Okay. I have the valve amp. I have the fancy wah-wah pedal and the Helix FX. I have double-humbuckers (McCarty 594 SE). I have the Paranormal Telecaster, which ticks so many boxes (Tele bridge pickup, Jazzmaster neck pickup, Tele controls, offset body, out-of-phase and in-phase series and parallel). What next? According to the Guitar Nerd Scorecard, at some point I have to change the pickups on one or more of my guitars. Not going to be the PRS, so it had to be the Paranormal. The stock pickups were a tad fragile and rough round the edges unless the treble was turned down, and if the treble was turned up, the sound was spikey and thin. There was a general lack of finesse about the sound.

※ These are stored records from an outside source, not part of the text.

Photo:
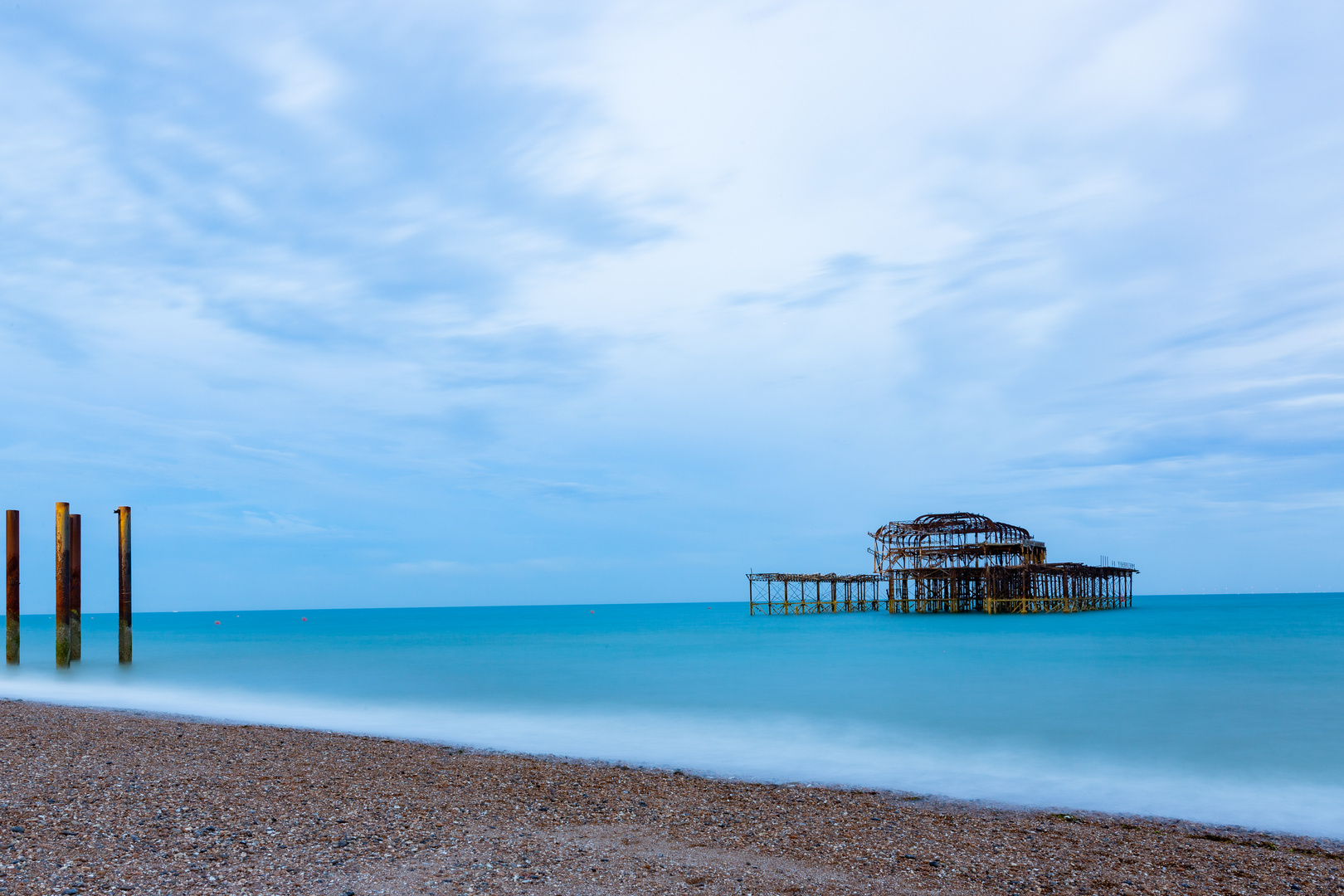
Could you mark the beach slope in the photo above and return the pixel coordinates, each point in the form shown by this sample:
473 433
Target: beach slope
97 801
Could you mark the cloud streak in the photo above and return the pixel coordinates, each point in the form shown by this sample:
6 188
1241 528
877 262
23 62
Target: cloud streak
682 288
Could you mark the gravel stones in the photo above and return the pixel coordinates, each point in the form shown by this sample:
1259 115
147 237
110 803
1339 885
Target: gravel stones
194 807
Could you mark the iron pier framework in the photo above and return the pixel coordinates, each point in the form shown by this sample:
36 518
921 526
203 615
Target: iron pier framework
951 563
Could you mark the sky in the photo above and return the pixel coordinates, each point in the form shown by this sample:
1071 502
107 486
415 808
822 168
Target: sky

The standard upgrade for pickups is Seymour Duncan. There are others, which are mostly about getting a more "high-performance" sound, and are American. As is Seymour Duncan. Dylan Talks Tone - who is an American pickup maker - said we should a) buy his, or b) support our local pickup maker. So off to Google I went, looking for UK pickup makers. There are more than I thought there would be. They have well put-together websites and descriptions of their products. Also very similar prices, none of which are too far from Seymour Duncan's. Guitar reddit had no firm views, so I went someone from the top of the search list who offered some "vintage" voiced pickups.
This was Jamie at Creamery Pickups. I sent him a mail with a photo of the Paranormal and an explanation of what I wanted, and my guess that what I needed was his Classic 58 Jazzmaster neck and the Vintage Nocaster bridge pickups. A couple of mails later, I put in an order on his website, sent the money and sat back for the four-five weeks it takes. (All of them gave that kind of lead time.) Right on time Jamie sent them by mail, and I hustled them and the Paranormal into the guys at Richmond Guitar Workshop (no website, only Facebook page). They fitted the pickups and gave the Paranormal, a clean-up, re-string and fitted a better selector switch and cable socket.

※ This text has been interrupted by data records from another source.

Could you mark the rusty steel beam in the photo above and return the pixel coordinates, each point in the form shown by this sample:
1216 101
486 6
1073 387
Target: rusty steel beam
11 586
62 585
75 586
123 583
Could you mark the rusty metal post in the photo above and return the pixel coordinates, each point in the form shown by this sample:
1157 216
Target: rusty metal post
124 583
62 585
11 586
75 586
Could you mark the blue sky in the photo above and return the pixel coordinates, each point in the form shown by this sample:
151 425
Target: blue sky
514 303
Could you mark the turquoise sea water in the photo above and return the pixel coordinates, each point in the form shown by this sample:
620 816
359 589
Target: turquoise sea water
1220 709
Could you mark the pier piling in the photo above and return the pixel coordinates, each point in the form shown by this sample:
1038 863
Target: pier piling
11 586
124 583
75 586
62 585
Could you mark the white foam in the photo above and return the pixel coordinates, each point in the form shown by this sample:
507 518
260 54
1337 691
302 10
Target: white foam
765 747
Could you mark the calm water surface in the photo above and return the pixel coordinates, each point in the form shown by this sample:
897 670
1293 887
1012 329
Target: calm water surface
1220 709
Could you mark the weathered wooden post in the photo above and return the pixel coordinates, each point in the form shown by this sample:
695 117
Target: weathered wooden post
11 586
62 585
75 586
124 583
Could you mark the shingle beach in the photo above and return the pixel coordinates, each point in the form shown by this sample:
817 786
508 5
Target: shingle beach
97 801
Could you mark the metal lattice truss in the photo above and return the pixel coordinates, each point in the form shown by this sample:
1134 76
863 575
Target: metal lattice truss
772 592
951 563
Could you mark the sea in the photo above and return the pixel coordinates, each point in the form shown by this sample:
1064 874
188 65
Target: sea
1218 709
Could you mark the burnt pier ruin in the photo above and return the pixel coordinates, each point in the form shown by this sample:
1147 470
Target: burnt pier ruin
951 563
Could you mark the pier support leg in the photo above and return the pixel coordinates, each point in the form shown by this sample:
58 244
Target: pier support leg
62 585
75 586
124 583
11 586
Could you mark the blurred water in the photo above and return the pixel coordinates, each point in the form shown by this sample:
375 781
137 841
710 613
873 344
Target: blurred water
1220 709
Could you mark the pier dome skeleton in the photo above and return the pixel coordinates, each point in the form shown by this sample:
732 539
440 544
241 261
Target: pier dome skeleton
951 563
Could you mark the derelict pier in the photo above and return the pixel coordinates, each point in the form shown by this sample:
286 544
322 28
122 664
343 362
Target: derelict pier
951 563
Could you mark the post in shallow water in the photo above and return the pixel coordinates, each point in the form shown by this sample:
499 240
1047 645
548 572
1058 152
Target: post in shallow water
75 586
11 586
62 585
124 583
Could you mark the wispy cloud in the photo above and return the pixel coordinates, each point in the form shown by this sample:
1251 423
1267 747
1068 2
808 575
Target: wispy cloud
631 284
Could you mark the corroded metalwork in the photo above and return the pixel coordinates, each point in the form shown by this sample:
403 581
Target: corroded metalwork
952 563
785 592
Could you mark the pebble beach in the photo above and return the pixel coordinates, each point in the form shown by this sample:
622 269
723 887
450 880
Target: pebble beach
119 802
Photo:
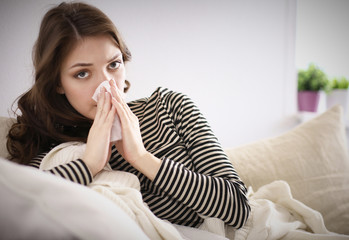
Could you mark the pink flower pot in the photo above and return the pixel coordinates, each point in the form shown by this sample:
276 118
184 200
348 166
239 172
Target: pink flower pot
308 101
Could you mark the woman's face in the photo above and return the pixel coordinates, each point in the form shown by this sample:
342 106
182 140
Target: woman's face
92 61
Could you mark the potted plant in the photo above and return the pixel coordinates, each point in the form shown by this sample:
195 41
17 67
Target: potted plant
338 93
310 82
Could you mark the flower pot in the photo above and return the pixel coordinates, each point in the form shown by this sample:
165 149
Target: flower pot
308 101
338 96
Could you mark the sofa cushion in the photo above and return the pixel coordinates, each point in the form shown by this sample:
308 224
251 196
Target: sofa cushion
312 158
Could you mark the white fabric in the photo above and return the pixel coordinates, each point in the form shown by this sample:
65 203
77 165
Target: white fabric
38 205
312 158
116 128
121 187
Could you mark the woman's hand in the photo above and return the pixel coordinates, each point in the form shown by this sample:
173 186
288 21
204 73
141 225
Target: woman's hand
98 147
131 146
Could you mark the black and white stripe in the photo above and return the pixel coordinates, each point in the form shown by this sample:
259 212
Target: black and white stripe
196 179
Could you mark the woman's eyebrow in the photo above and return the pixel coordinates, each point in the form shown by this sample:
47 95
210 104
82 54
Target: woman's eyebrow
90 64
114 57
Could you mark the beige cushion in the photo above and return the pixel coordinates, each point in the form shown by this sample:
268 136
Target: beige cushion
312 158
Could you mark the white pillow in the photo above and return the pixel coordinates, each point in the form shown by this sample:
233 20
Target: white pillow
38 205
312 158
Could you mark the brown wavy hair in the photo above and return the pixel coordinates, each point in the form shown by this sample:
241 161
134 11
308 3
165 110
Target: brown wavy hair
46 117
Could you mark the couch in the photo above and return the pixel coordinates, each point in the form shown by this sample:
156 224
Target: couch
312 159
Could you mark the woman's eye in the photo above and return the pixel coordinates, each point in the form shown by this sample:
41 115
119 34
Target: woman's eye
114 65
82 75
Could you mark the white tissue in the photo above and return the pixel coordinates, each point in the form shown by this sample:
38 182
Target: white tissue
116 128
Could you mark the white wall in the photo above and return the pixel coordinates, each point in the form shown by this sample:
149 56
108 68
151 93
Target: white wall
235 59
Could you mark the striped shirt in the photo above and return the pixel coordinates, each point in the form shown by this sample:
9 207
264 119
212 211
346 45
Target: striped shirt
195 180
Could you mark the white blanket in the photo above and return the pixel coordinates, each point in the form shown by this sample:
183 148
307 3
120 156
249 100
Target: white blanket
121 187
275 213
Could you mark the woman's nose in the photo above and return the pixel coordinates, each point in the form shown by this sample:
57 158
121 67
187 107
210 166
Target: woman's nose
104 75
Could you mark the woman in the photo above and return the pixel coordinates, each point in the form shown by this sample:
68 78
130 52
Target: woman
166 142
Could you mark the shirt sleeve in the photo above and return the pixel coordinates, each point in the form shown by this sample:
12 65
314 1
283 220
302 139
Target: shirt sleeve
214 189
75 171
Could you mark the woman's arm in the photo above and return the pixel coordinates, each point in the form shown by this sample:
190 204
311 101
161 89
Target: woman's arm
214 189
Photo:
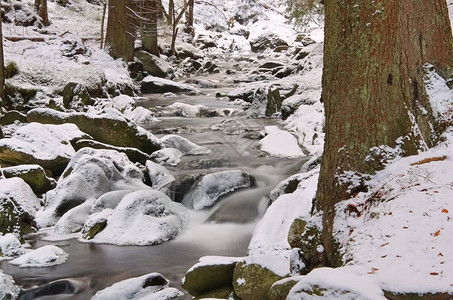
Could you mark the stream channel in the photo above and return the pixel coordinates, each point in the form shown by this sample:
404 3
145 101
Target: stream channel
224 229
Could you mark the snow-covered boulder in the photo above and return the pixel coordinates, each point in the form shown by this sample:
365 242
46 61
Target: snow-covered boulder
229 126
254 276
151 84
158 175
211 187
280 143
90 174
18 206
10 246
209 274
33 175
167 156
329 283
45 256
184 145
110 127
8 288
144 217
151 286
46 145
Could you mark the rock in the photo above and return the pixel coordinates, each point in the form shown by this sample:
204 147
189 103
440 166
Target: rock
184 145
151 84
211 273
328 283
177 189
109 127
158 175
18 206
33 175
253 278
46 145
212 186
267 40
152 64
133 154
76 96
11 116
151 286
280 289
167 156
90 174
229 127
143 217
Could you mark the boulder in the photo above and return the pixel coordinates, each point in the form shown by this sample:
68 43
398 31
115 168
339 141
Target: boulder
143 217
46 145
267 40
211 187
33 175
152 64
133 154
253 277
90 174
110 127
153 85
18 206
211 273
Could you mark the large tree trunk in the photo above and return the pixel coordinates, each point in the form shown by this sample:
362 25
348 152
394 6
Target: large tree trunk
41 9
373 90
120 36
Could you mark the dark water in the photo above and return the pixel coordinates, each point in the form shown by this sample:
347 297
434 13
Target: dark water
223 230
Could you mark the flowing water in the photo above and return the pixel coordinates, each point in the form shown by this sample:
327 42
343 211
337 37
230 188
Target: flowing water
224 229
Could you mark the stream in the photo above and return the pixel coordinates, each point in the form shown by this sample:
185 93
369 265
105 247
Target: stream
224 230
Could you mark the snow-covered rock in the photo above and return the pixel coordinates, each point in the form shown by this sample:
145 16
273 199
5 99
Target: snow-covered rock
90 174
45 256
184 145
46 145
151 286
143 217
212 186
18 206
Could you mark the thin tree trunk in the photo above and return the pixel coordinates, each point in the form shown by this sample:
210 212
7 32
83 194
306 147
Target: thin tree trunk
374 92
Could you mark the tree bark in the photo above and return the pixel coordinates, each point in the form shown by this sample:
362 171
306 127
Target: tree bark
374 92
120 36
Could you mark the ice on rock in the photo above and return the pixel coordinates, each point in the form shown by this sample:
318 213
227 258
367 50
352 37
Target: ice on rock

Did it make a difference? Oh hell yeah. Jamie's pickups are rich and full, as in... oh so that's what a Jazzmaster neck pickup is supposed to sound like and ah, a Tele bridge that sounds clear but not twangy. Turn up the treble on the Jazzmaster neck and it reveals a complicated sound, put the treble near the middle and it's clear and full. I can crank the volume up and run it into the Princeton at about 3.5 and get a satisfying bedroom-volume sound. It's now a "proper-sounding" instrument, rather than a cheap (it is a Squier) curiosity.